Variables must start with a lowercase letter, types should start with an uppercase letter. They should then be followed by letters of any case or numbers.
Statement syntax
I'll take some inspiration from Haskell and its syntax for types. The explicit typing in Haskell is done on a separate line where the variable and type are separated by double colons. Id :: Type\n
a :: Int
Assignment is done with a single equals sign with the variable to the left and an expression to the right. Id = Expr\n
a = 5
Putting it all together
a :: Int
a = 5
You should be able to assign values more than once to a variable
a1 :: Int
a1 = 222
a1 = 333
Declaring a variable but never using it should not give any errors.
a2 :: Int
Expression syntax
The plus operator should be a +
and be between the two expression operands Expr + Expr
b :: Int
b = a + 3
Same with minus
b1 :: Int
b1 = a - 3
Since the operator takes two expressions it's implied that it can take two literals
c :: Int
c = 3 + 2
c1 :: Int
c1 = 3 - 2
or two variables
c2 :: Int
c2 = c + cc
and even another expression, that are built from other expressions and so on...
d :: Int
d = b + 3 - 2 - a
Don't forget the negation operator.

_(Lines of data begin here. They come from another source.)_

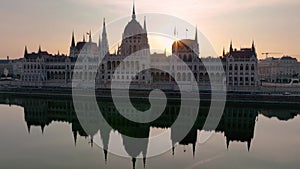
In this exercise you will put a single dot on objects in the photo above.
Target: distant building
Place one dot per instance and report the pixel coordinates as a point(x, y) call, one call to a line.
point(278, 70)
point(43, 69)
point(6, 68)
point(241, 66)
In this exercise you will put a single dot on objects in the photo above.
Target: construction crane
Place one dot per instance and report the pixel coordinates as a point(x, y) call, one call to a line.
point(272, 53)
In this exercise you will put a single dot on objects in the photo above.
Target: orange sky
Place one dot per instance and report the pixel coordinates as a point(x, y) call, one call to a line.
point(273, 24)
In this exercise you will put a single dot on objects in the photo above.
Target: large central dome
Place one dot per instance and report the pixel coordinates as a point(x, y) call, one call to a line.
point(133, 27)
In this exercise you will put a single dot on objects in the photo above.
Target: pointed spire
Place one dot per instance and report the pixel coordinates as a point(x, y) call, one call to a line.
point(25, 52)
point(28, 127)
point(196, 34)
point(133, 162)
point(90, 36)
point(99, 42)
point(73, 40)
point(104, 47)
point(40, 49)
point(173, 150)
point(248, 145)
point(227, 143)
point(194, 149)
point(145, 25)
point(105, 156)
point(43, 128)
point(144, 162)
point(133, 11)
point(92, 141)
point(253, 46)
point(231, 48)
point(75, 137)
point(175, 32)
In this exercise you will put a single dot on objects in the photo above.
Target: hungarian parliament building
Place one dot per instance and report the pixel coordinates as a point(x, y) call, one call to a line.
point(88, 60)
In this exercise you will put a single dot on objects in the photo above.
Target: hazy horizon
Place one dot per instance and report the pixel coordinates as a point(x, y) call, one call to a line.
point(273, 24)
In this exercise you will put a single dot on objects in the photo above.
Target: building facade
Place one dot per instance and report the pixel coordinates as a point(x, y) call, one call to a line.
point(132, 62)
point(241, 66)
point(278, 70)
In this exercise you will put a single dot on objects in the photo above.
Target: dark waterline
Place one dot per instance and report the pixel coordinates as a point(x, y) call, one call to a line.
point(46, 133)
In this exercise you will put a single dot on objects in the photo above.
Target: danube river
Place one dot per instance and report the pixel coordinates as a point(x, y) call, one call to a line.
point(46, 133)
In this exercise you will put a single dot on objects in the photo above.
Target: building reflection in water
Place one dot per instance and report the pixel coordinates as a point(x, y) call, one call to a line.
point(237, 122)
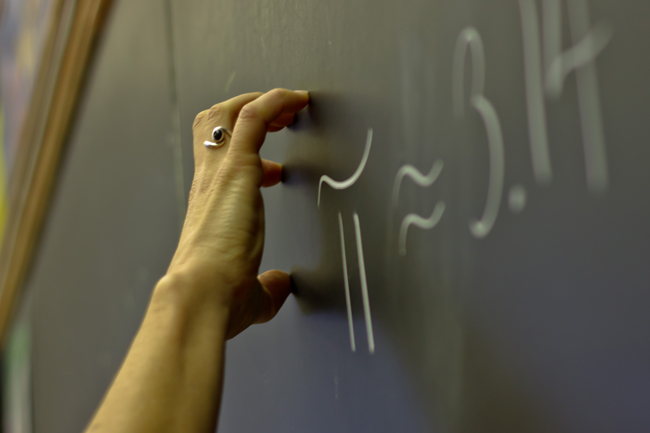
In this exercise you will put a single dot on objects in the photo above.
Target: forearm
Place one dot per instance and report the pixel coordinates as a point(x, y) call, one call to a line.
point(171, 378)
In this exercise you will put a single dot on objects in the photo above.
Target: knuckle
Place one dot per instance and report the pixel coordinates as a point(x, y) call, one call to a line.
point(216, 112)
point(249, 111)
point(277, 94)
point(199, 119)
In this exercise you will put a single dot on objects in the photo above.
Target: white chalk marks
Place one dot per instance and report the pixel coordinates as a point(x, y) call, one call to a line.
point(364, 285)
point(418, 178)
point(413, 219)
point(352, 179)
point(470, 37)
point(418, 221)
point(588, 43)
point(362, 267)
point(348, 302)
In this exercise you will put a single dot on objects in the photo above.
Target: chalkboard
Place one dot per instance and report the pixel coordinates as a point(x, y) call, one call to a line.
point(464, 211)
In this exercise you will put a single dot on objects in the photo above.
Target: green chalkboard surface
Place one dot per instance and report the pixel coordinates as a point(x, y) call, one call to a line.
point(464, 212)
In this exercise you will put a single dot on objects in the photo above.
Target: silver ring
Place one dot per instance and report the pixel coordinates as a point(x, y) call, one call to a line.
point(219, 137)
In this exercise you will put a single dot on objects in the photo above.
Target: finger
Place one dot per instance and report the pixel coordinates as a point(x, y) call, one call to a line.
point(272, 173)
point(285, 119)
point(256, 117)
point(277, 286)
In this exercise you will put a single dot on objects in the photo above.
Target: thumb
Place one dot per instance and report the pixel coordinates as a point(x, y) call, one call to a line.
point(277, 286)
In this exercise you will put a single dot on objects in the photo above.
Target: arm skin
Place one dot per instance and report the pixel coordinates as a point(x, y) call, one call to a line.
point(172, 376)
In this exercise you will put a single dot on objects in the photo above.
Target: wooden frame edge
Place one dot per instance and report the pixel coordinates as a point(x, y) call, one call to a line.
point(39, 158)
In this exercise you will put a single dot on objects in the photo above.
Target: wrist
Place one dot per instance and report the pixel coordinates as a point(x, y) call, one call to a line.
point(190, 293)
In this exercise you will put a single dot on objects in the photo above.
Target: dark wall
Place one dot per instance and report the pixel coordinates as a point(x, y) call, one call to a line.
point(533, 319)
point(113, 224)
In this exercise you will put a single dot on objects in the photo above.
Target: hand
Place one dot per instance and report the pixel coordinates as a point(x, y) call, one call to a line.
point(221, 244)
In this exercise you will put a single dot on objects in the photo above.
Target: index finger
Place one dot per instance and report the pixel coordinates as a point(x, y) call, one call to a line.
point(256, 116)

Note that there's no space between the operator and the operand -Expr
e :: Int
e = -a
e1 :: Int
e1 = -99
Since that is also an expression it can be used like this
f :: Int
f = 1 + -12
And even like this. This could be a nice thing to add optimizations for.
f1 :: Int
f1 = --12
At last perhaps the most interesting thing we can do at the moment.
g :: Int
g = -5 + 5
When implementing this we need to be careful so that the right thing is happening here. Should g
be 0
or -10
?
Invalid syntax
I mentioned that ion should be whitespace dependent. Having more strict rules for this could also be useful.
The following program should fail because there's a missing space before the type
a ::Int
a = 3
Same thing for expressions and assignment
a2 :: Int
a2 =5
a3 :: Int
a3=5
a4 :: Int
a4 = 5 +3
a5 :: Int
a5 = 5+ 3
a6 :: Int
a6 = 5+ 3
Types must start with a uppercase letter
a7 :: int
and variables with a lowercase
A :: Int
A = 5 + 3
Trailing spaces at the end of lines are not permitted
a8 :: Int \n
No arbitrary spaces at the start of lines!
a9 :: Int
a9 = 5 + 3
Invalid expressions
a10 :: Int
a10 = - 3
a11 :: Int
a11 = 3 +
a12 :: Int
a12 = 3 + b
Semantics
The operational semantics are straight forward at this point. I will not be very strict about the semantics and sometimes I'll come up with them after implementation so it will sometimes be 'This is how it works' rather than 'This is how it should work'. That won't be noticed very much in the blog posts though as they're written at the end of or after the whole iteration is done.
- Variable declaration adds a note of what type the variable should have. In C and Java the declaration usually initializes the variable to null or similar. I don't want that.
- Assignments assign the value of an expression to an identifier in the current environment. The environment is a table that the interpreter use to store and look up things in. Depending on what phase of the interpretation we are in it's going to keep track of different things (e.g. Types of variables during type checking or values of variables during evaluation).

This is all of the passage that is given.